Am 9. Februar 1851 wurde die erste „Advokatenkammer“ in Tirol gegründet. Der erste Präsident der neuen Advokatenkammer war der Innsbrucker Advokat Dr. Alfons von Wiedmann. Bemerkenswert: Zur Zeit der Gründung waren lediglich acht Advokaten, wie Rechtsanwälte damals genannt wurden, in Tirol tätig. Heute sind es rund 550 Rechtsanwälte.
Im Jahr 1868 wurde zudem das staatliche Ernennungsrecht aufgehoben und die Advokatur als Beruf freigegeben. Ab diesem Zeitpunkt konnte der Beruf Rechtsanwalt frei und von jedermann ausgeübt werden. Das bis dahin gültige Ernennungsrecht des Justizministers war somit Geschichte.
Mit der Freigabe des Berufs stieg auch die Bedeutung der Kammer als Organisation der Rechtsanwälte. Die im Jahr 1868 eingeführte Advokatenordnung ermöglichte erstmals die Selbstverwaltung der Rechtsanwaltschaft und damit die Unabhängigkeit gegenüber staatlichen Einflüssen. Ihre volle Autonomie erlangte die Rechtsanwaltschaft aber erst vier Jahre später, mit der Einführung einer eigenen Standesgerichtsbarkeit im Jahr 1872.

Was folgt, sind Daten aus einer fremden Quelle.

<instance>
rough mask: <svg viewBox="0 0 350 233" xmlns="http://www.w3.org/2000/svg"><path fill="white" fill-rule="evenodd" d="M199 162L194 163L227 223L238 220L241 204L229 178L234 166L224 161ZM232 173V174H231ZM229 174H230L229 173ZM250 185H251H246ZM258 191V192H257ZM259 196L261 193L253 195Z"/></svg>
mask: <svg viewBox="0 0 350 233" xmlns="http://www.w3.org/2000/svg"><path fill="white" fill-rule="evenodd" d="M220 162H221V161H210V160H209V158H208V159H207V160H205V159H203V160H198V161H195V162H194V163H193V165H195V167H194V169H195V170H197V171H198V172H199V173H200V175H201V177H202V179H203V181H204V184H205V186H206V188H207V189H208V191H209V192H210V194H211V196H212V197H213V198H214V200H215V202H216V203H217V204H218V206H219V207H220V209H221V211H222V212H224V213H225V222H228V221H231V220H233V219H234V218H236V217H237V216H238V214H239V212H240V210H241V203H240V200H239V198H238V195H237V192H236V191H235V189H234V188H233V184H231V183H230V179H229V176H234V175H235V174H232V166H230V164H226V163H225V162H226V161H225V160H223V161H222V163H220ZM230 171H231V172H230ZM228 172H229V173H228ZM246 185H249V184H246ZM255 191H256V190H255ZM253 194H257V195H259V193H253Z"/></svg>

Im „Österreichischen Ständestaat" (1934-1938) kam es zum Verlust dieser Autonomie. Die Kammerfunktionäre wurden in dieser Zeit nicht mehr gewählt, sondern wiederum vom Justizminister bestellt. Ein gravierender Rückschritt. Mit dem Anschluss Österreichs an das Deutsche Reich (1938-1945) wurde die Autonomie des Anwaltsstandes vollständig beseitigt. Die Ernennung und Eintragung der Rechtsanwälte erfolgte während dieser Zeit durch den Reichsjustizminister.
Nach Wiedereinführung der Österreichischen Bundesverfassung und Wiederherstellung der Demokratie im Jahr 1945 wurde das österreichische Anwaltsrecht wieder in Kraft gesetzt. Dr. Anton Cornet, bis zu seiner Enthebung 1938 Präsident der Tiroler Rechtsanwaltskammer, nahm ab September 1945 wieder die Führung der Kammergeschäfte auf. Drei Jahre später, am 21. Oktober 1948, fand nach elfjähriger Unterbrechung die erste ordentliche Vollversammlung aller eingetragenen Tiroler Rechtsanwälte statt. Die Weichen in Richtung Zukunft waren gestellt.
Die autonome Selbstverwaltung der Rechtsanwälte ist unverzichtbar in einer Demokratie. Denn nur eine freie und unabhängige Rechtsanwaltschaft kann die Interessen der Klienten wahren und vor staatlicher oder anderer Willkür schützen.